-----------------------------------------------------------
This is an automatically generated e-mail. To reply, visit:
https://reviews.apache.org/r/20625/
-----------------------------------------------------------
(Updated April 24, 2014, 4:17 p.m.)
Review request for qpid, Gordon Sim and Kenneth Giusti.
Changes
-------
Removed stupid print "FIXME" left in by mistake (didn't get to trunk, phew!)
Bugs: QPID-5719
https://issues.apache.org/jira/browse/QPID-5719
Repository: qpid
Description
-------
QPID-5719: HA becomes unresponsive once any of the brokers are SIGSTOPed
- Added timeout to qpid-ha.
- qpidd init script pings broker to verify it is not hung.
- updated documentation in
qpid/doc/book/src/cpp-broker/Active-Passive-Cluster.xml.
The new results for the cases mentioned in the bug:
a] stopped ALL brokers: rgmanager restarts the entire cluster but data is lost.
Equivalent to killing all the brokers at once. This does not affect quorum
because
only qpidd services are affected, not other services managed by cman.
b] stopped the primary: rgmanager restarts the primary after a timeout and
promotes one of the backups.
c] stopped a backup: rgmanager restarts the backups after a timeout.

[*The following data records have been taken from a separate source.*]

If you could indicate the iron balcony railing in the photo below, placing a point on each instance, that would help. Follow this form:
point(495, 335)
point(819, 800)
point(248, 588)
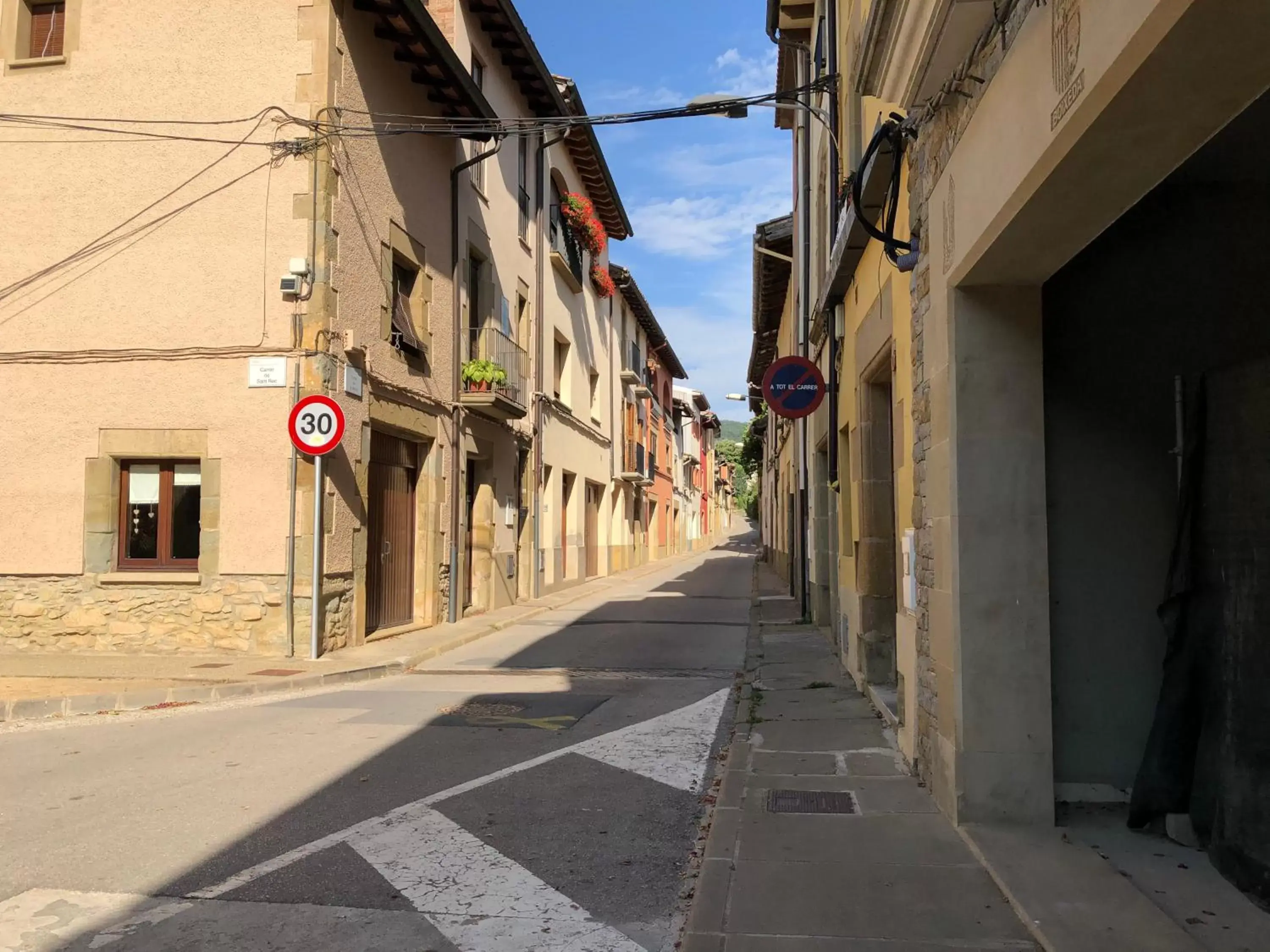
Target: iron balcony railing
point(633, 459)
point(630, 360)
point(492, 344)
point(524, 204)
point(564, 243)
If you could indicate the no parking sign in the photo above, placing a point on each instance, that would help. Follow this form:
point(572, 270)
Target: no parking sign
point(793, 388)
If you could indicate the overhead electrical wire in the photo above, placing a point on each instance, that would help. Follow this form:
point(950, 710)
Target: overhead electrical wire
point(320, 134)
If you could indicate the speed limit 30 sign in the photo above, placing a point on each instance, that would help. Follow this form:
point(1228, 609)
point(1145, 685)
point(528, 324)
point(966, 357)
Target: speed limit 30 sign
point(317, 426)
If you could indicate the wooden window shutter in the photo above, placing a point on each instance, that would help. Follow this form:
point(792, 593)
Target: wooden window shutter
point(423, 313)
point(489, 297)
point(464, 272)
point(47, 30)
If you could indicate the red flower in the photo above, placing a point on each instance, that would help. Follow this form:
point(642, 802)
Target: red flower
point(580, 214)
point(602, 281)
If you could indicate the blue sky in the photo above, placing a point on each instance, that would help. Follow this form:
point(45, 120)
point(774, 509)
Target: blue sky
point(694, 188)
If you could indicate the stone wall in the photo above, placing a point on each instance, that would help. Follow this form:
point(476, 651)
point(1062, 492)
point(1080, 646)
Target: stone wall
point(928, 160)
point(234, 615)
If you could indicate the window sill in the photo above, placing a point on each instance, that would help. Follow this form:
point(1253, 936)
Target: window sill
point(563, 270)
point(149, 579)
point(37, 61)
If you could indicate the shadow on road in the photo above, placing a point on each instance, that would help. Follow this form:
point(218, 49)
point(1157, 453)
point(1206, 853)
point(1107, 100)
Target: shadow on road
point(610, 839)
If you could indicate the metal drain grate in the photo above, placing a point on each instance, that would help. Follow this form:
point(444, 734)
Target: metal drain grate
point(812, 801)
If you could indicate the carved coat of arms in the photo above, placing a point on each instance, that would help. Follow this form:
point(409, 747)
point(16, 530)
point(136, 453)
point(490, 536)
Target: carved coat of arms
point(1067, 42)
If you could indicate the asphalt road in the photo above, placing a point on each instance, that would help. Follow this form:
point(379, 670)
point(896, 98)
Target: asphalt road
point(535, 790)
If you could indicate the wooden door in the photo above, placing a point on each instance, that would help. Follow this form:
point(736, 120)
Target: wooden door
point(468, 535)
point(566, 495)
point(592, 530)
point(390, 539)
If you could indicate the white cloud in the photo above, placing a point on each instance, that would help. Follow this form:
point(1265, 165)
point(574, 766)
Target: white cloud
point(729, 168)
point(639, 98)
point(703, 229)
point(714, 349)
point(746, 77)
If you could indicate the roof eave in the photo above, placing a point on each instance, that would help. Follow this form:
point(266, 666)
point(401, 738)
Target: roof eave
point(647, 319)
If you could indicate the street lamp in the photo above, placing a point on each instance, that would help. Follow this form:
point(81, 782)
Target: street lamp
point(731, 108)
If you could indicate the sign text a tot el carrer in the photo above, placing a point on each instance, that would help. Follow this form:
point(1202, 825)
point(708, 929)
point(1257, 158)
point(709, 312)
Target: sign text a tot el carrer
point(793, 388)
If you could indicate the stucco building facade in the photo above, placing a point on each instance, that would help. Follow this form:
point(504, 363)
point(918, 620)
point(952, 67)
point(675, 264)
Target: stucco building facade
point(148, 329)
point(1060, 160)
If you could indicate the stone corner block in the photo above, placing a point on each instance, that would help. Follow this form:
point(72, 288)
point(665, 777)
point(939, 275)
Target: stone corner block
point(35, 709)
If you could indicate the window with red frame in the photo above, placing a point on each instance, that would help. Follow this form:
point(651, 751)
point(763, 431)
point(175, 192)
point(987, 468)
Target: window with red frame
point(159, 515)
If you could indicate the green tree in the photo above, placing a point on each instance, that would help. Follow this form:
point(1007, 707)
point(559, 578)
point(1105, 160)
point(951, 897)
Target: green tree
point(752, 447)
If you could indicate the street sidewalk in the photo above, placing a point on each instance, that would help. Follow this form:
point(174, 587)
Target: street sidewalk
point(36, 686)
point(892, 876)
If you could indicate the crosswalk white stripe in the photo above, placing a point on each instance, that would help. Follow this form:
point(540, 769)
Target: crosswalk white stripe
point(599, 751)
point(480, 899)
point(661, 748)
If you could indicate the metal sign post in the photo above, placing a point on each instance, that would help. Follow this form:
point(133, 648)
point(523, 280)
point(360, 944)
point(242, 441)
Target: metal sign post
point(315, 593)
point(315, 428)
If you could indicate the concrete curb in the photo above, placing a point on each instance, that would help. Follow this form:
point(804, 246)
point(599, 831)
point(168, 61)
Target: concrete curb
point(78, 705)
point(704, 923)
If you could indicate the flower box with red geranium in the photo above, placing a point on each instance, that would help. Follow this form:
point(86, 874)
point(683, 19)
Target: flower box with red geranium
point(580, 215)
point(602, 281)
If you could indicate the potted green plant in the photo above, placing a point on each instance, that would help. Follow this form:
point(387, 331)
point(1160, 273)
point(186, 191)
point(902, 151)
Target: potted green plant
point(482, 375)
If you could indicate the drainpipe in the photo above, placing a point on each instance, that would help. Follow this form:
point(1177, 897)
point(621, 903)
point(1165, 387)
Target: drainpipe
point(804, 306)
point(619, 442)
point(458, 419)
point(298, 341)
point(804, 329)
point(834, 495)
point(291, 531)
point(539, 322)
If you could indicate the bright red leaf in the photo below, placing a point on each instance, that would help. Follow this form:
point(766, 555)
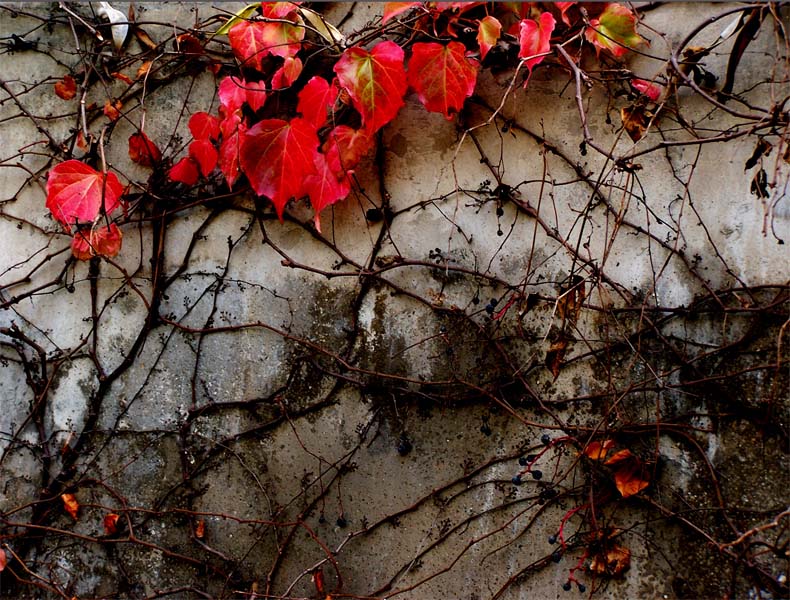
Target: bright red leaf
point(488, 34)
point(564, 6)
point(142, 150)
point(184, 171)
point(111, 523)
point(287, 73)
point(255, 93)
point(71, 505)
point(231, 127)
point(324, 188)
point(277, 156)
point(648, 88)
point(66, 88)
point(204, 126)
point(534, 39)
point(75, 192)
point(614, 30)
point(393, 9)
point(442, 76)
point(204, 154)
point(375, 80)
point(98, 241)
point(314, 99)
point(344, 148)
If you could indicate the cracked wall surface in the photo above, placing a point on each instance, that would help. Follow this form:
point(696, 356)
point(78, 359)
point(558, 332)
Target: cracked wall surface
point(260, 402)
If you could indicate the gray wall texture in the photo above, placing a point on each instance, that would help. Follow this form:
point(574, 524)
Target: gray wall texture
point(260, 403)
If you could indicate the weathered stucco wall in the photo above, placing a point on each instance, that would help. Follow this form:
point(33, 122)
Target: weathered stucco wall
point(347, 401)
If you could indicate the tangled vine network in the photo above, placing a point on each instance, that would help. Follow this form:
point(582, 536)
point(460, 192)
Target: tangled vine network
point(406, 300)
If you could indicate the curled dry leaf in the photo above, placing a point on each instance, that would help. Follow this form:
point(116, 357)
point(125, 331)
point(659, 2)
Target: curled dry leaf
point(143, 151)
point(597, 450)
point(98, 241)
point(144, 69)
point(71, 505)
point(66, 88)
point(111, 523)
point(112, 110)
point(612, 561)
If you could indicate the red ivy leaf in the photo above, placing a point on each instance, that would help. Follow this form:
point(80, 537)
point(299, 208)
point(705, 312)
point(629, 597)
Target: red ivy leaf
point(442, 76)
point(287, 73)
point(393, 9)
point(75, 192)
point(488, 34)
point(204, 154)
point(66, 88)
point(247, 40)
point(204, 126)
point(232, 128)
point(648, 88)
point(255, 93)
point(564, 6)
point(101, 241)
point(314, 99)
point(276, 156)
point(324, 188)
point(143, 151)
point(111, 523)
point(345, 147)
point(184, 171)
point(614, 30)
point(232, 94)
point(375, 80)
point(71, 505)
point(534, 38)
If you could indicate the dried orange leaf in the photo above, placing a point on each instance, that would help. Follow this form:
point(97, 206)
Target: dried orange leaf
point(111, 523)
point(120, 76)
point(598, 450)
point(71, 505)
point(144, 69)
point(629, 480)
point(612, 562)
point(112, 110)
point(200, 529)
point(66, 88)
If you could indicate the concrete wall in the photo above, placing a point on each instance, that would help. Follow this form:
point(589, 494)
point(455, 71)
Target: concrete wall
point(345, 400)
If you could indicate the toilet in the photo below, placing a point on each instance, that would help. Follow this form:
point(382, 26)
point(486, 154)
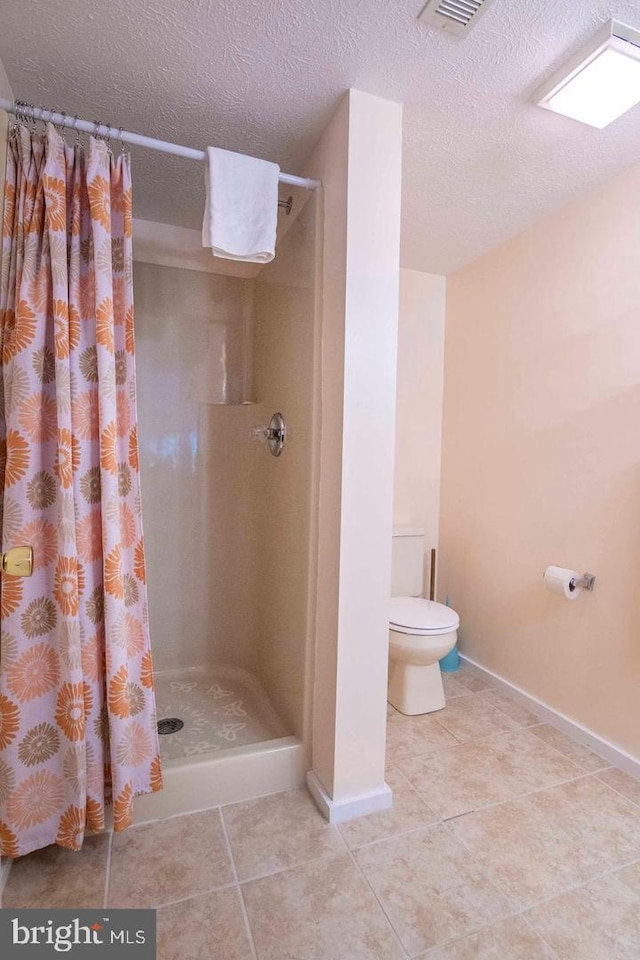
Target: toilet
point(421, 631)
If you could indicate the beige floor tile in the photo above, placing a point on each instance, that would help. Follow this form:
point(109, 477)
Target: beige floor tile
point(541, 845)
point(430, 888)
point(470, 681)
point(631, 876)
point(623, 782)
point(54, 877)
point(473, 718)
point(600, 921)
point(409, 812)
point(413, 736)
point(472, 775)
point(511, 707)
point(318, 911)
point(157, 863)
point(511, 939)
point(585, 758)
point(205, 928)
point(276, 832)
point(453, 687)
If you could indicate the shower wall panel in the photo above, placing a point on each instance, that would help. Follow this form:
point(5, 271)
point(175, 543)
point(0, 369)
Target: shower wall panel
point(196, 456)
point(284, 381)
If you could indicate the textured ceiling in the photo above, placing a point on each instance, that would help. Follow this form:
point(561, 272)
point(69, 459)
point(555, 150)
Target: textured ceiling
point(263, 77)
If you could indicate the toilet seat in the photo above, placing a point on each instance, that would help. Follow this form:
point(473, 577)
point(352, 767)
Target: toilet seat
point(420, 617)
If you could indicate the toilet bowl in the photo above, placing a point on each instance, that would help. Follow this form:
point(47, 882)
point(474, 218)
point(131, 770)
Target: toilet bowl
point(421, 632)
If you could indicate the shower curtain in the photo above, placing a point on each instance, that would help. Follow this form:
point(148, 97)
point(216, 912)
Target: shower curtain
point(77, 708)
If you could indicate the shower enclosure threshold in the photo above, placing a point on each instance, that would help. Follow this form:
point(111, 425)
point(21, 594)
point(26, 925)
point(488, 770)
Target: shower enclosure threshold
point(232, 747)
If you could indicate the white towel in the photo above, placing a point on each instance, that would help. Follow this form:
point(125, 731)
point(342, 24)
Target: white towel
point(241, 214)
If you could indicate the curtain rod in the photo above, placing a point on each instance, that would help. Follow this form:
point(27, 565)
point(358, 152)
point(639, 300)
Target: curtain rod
point(102, 129)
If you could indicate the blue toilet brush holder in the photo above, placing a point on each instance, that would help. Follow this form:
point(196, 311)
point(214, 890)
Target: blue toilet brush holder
point(452, 661)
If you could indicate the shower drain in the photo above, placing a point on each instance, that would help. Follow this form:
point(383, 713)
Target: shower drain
point(170, 725)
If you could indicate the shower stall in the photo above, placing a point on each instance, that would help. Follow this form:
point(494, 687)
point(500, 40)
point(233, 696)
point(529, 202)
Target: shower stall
point(227, 525)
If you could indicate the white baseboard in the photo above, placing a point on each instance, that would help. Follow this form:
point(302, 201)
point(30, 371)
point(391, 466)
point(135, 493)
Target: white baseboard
point(604, 748)
point(339, 811)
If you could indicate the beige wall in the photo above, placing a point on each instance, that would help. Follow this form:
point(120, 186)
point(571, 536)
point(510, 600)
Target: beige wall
point(419, 404)
point(541, 458)
point(7, 94)
point(284, 381)
point(359, 162)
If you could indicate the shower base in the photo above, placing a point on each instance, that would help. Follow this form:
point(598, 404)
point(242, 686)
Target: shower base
point(232, 747)
point(220, 709)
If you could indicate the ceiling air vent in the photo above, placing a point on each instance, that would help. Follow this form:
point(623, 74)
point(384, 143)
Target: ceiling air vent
point(454, 16)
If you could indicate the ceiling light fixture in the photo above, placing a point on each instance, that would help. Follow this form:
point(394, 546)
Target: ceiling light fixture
point(601, 82)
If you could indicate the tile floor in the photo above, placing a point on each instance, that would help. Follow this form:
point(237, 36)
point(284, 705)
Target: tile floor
point(507, 841)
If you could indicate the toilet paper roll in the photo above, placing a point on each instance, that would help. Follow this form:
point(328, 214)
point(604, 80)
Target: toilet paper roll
point(559, 580)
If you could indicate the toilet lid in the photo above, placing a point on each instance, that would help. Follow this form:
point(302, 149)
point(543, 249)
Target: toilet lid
point(416, 615)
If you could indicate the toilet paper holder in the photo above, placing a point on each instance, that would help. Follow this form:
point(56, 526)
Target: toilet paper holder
point(586, 581)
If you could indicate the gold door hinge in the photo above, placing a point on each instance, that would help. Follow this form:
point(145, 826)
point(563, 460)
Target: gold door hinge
point(18, 562)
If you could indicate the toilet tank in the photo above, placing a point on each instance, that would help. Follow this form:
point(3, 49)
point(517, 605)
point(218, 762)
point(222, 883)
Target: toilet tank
point(407, 561)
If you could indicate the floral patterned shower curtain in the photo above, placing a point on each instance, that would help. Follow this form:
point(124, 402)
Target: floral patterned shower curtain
point(77, 709)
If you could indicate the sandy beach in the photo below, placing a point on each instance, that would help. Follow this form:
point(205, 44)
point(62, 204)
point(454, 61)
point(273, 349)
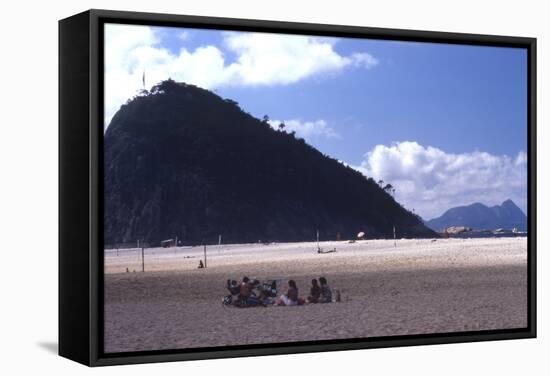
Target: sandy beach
point(419, 286)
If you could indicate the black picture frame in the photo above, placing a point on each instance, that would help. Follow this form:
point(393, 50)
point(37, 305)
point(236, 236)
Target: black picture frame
point(80, 186)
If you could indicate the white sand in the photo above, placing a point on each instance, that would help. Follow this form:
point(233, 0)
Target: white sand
point(420, 286)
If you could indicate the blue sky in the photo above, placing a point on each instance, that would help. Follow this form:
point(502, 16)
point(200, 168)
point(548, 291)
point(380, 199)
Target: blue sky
point(445, 124)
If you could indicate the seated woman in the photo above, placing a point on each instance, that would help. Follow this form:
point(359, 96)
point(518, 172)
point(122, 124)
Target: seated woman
point(244, 292)
point(315, 292)
point(326, 294)
point(291, 297)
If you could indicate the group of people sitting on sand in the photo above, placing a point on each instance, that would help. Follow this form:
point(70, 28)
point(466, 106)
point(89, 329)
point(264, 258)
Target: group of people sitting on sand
point(250, 293)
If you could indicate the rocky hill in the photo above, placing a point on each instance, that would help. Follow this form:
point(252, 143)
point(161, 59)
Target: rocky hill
point(181, 161)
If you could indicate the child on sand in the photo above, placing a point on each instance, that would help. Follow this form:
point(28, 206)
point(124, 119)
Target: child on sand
point(291, 297)
point(326, 294)
point(315, 292)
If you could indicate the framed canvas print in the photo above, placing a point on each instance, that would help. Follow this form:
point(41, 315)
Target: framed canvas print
point(236, 187)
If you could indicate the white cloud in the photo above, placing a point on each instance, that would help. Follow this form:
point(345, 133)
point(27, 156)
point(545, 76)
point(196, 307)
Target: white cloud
point(257, 59)
point(307, 129)
point(431, 181)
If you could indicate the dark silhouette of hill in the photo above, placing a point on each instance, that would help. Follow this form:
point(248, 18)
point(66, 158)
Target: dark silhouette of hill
point(181, 161)
point(482, 217)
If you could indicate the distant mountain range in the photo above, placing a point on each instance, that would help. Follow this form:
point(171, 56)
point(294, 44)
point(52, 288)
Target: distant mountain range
point(482, 217)
point(180, 161)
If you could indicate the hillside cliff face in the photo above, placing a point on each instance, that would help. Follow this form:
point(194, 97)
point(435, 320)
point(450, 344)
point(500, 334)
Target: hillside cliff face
point(181, 161)
point(481, 217)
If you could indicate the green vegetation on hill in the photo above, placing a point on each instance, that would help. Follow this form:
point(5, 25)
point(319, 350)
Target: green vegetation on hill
point(181, 161)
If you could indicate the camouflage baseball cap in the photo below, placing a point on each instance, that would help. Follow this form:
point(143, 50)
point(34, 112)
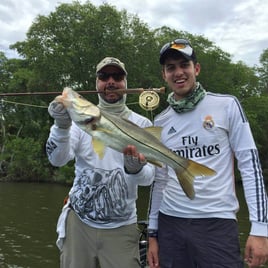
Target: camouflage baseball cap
point(111, 61)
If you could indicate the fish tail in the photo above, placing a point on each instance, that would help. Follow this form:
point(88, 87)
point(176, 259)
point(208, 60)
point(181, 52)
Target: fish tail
point(186, 177)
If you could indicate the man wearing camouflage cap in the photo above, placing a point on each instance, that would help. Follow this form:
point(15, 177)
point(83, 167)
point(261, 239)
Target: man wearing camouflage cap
point(97, 226)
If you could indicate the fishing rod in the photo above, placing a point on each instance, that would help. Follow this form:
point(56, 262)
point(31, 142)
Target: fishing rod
point(128, 91)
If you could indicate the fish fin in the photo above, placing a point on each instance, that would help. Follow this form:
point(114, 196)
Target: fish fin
point(186, 177)
point(156, 163)
point(98, 147)
point(155, 131)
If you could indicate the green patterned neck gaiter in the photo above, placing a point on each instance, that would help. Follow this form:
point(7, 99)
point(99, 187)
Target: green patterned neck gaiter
point(188, 103)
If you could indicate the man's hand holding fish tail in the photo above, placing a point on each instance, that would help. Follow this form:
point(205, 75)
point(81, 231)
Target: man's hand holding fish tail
point(133, 161)
point(60, 114)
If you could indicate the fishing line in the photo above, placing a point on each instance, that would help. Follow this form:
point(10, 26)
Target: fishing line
point(24, 104)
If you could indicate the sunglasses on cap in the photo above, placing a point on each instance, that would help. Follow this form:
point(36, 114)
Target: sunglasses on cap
point(105, 76)
point(180, 45)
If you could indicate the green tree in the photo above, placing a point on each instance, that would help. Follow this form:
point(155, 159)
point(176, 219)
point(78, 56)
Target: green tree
point(63, 48)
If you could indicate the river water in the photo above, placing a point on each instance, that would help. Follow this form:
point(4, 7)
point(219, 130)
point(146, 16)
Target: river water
point(28, 217)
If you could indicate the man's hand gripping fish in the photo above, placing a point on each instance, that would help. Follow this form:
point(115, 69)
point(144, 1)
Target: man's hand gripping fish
point(115, 132)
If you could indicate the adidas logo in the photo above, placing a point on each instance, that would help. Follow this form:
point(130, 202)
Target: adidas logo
point(172, 130)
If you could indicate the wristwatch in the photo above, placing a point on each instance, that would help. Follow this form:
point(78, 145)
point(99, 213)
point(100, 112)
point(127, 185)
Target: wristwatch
point(152, 233)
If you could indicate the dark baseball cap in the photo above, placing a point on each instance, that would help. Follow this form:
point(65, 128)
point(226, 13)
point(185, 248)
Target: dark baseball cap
point(108, 61)
point(181, 46)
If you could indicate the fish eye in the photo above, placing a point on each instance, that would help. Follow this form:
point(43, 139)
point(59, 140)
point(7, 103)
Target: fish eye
point(88, 120)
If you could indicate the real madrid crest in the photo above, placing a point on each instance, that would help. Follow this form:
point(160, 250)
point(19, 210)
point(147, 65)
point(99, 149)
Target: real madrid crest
point(208, 122)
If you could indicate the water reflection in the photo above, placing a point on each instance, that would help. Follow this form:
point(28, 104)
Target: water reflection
point(28, 222)
point(28, 218)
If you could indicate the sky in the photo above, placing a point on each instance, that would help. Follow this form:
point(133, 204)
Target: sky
point(238, 27)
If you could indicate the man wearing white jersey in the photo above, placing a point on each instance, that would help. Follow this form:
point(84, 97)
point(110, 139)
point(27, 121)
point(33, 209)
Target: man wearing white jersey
point(211, 129)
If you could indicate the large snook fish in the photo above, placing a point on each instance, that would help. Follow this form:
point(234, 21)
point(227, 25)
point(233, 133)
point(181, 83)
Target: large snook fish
point(116, 132)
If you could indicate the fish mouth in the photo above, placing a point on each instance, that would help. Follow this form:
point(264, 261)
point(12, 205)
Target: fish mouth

Clients that are actively sending messages may see a delay while backup is
restarted.
Note you need to set link-heartbeat-interval in qpidd.conf. The default is very
high (120 seconds), it should be set lower to see recovery from sigstop in a
reasonable time.
See the updated documentation in
qpid/doc/book/src/cpp-broker/Active-Passive-Cluster.xml.
Diffs (updated)
-----
/trunk/qpid/cpp/etc/qpidd-primary.in 1589403
/trunk/qpid/cpp/etc/qpidd.in 1589403
/trunk/qpid/cpp/src/tests/ha_test.py 1589403
/trunk/qpid/cpp/src/tests/ha_tests.py 1589403
/trunk/qpid/doc/book/src/cpp-broker/Active-Passive-Cluster.xml 1589403
/trunk/qpid/tools/src/py/qpid-ha 1589403
Diff: https://reviews.apache.org/r/20625/diff/
Testing
-------
Tested with 3 node cman cluster, passes full ctest.
Thanks,
Alan Conway